Afin de modifier ce cadre, le ministère de la culture et de la communication avait, dans une première phase, confié à MM. David Kessler et Dominique Richard une mission portant sur les chaînes historiques analogiques. Cette mission a abouti à l’élaboration d’accords interprofessionnels.
Cette modalité est apparue préférable, car elle permet d’intéresser les acteurs majeurs aux recettes d’exploitation des œuvres qu’ils financent, de diminuer les contraintes qui pèsent sur les chaînes, tout en sanctuarisant le soutien à la production d’œuvres patrimoniales, notamment à la fiction et au documentaire.
La loi a donc été modifiée pour permettre à ces accords de s’appliquer, et elle a notamment prévu une simplification de la notion d’indépendance des producteurs, ainsi que la possibilité d’une mutualisation des obligations au niveau des groupes audiovisuels.
Une deuxième phase a ensuite concerné la modification des obligations de production des chaînes de la TNT, ainsi que des chaînes du câble et des chaînes reçues par satellite. Des accords ont été conclus à la fin de l’année 2009, afin de fixer l’investissement de ces nouvelles chaînes dans les œuvres patrimoniales, tout en veillant à leur modèle économique, encore bien fragile.
Cette mutation était rendue nécessaire par le passage de l’analogique au numérique, l’enjeu étant de prévoir un cadre harmonisé des obligations de production s’imposant aux diffuseurs, qui se trouveront tous, dès 2012, dans une situation équivalente au regard de leur couverture du territoire.
Deux décrets d’application ont déjà été adoptés pour mettre en œuvre ces accords. Un troisième et dernier décret est en cours d’adoption, le CSA devant, dans les heures qui viennent, faire connaître son avis publiquement.
Cette réforme de la production m’amène au quatrième chantier ouvert par la loi du 5 mars 2009, à savoir l’adaptation de notre réglementation aux évolutions technologiques du secteur.
La loi du 5 mars 2009 a par exemple modernisé notre réglementation audiovisuelle française pour l’adapter aux nouveaux services de médias audiovisuels à la demande, SMAD, qui concernent principalement les services de vidéo à la demande, VOD, et ceux de télévision de rattrapage. Ce débat était au cœur de la révision de la directive européenne « Télévision sans frontières », renommée à juste titre « Services de médias audiovisuels » en 2007.
La loi nous donne désormais le cadre juridique pour déterminer les obligations applicables à ces services de médias audiovisuels à la demande. Elle a étendu à ces services certaines dispositions de la loi du 30 septembre 1986 relative à la liberté de communication, afin notamment qu’ils puissent entrer, d’une manière réaliste et adaptée, dans le champ des acteurs contribuant au financement de la production d’œuvres françaises et européennes. Nous préparons le décret d’application de cette mesure.
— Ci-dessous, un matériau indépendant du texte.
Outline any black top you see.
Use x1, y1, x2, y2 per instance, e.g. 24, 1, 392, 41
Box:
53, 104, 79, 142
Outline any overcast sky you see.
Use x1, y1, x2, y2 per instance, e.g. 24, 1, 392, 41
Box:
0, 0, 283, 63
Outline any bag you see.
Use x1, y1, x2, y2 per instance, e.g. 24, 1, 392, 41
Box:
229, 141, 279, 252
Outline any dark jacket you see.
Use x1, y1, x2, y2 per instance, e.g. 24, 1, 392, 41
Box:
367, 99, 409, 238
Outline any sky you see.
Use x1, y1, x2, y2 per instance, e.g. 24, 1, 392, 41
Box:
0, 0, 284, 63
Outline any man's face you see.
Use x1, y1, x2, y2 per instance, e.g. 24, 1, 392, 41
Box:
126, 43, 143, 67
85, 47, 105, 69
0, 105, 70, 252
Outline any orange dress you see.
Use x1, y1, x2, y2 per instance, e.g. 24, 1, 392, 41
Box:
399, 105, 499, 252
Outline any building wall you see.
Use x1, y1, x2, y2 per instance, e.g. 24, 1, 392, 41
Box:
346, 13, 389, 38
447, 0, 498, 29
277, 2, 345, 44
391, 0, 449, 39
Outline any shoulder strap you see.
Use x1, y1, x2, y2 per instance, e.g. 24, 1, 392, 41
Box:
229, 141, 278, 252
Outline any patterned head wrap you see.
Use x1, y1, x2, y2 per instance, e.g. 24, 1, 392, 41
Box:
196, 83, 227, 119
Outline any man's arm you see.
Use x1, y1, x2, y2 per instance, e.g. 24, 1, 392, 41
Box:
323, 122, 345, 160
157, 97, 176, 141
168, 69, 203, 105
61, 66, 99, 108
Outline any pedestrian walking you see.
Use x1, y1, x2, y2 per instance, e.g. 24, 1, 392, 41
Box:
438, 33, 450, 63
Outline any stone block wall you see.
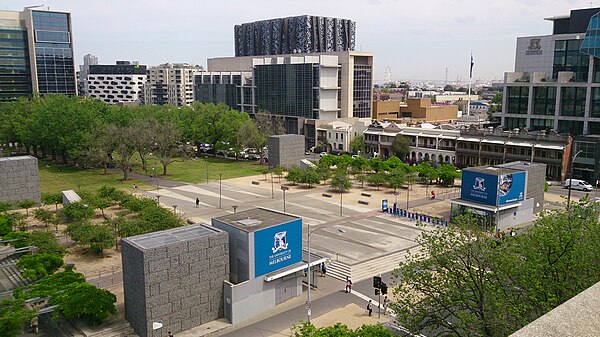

Nous avons également lancé une consultation publique pour recueillir l’avis des professionnels concernés. Après les avoir reçus et entendus, nous travaillons actuellement sur le projet de décret qui permettra de trouver un équilibre entre la croissance du marché émergent de la vidéo à la demande et la contribution de ces nouveaux services à la création et au maintien de sa diversité. Nous entendons le publier d’ici à la rentrée de 2010, en prenant en compte les différents organismes dont l’avis est requis.
Tel est, à grands traits, le bilan d’étape que nous pouvons dresser de la loi du 5 mars 2009 relative à la communication audiovisuelle et au nouveau service public de la télévision. Ce bilan me paraît extrêmement positif. Les bénéfices de la loi sont effectivement considérables, à tous égards, et cette réforme répond parfaitement à l’ambition originelle du Président de la République : remettre le service public au service des publics et de la qualité, qui est sa raison d’être et qui est en train de redevenir sa marque de fabrique.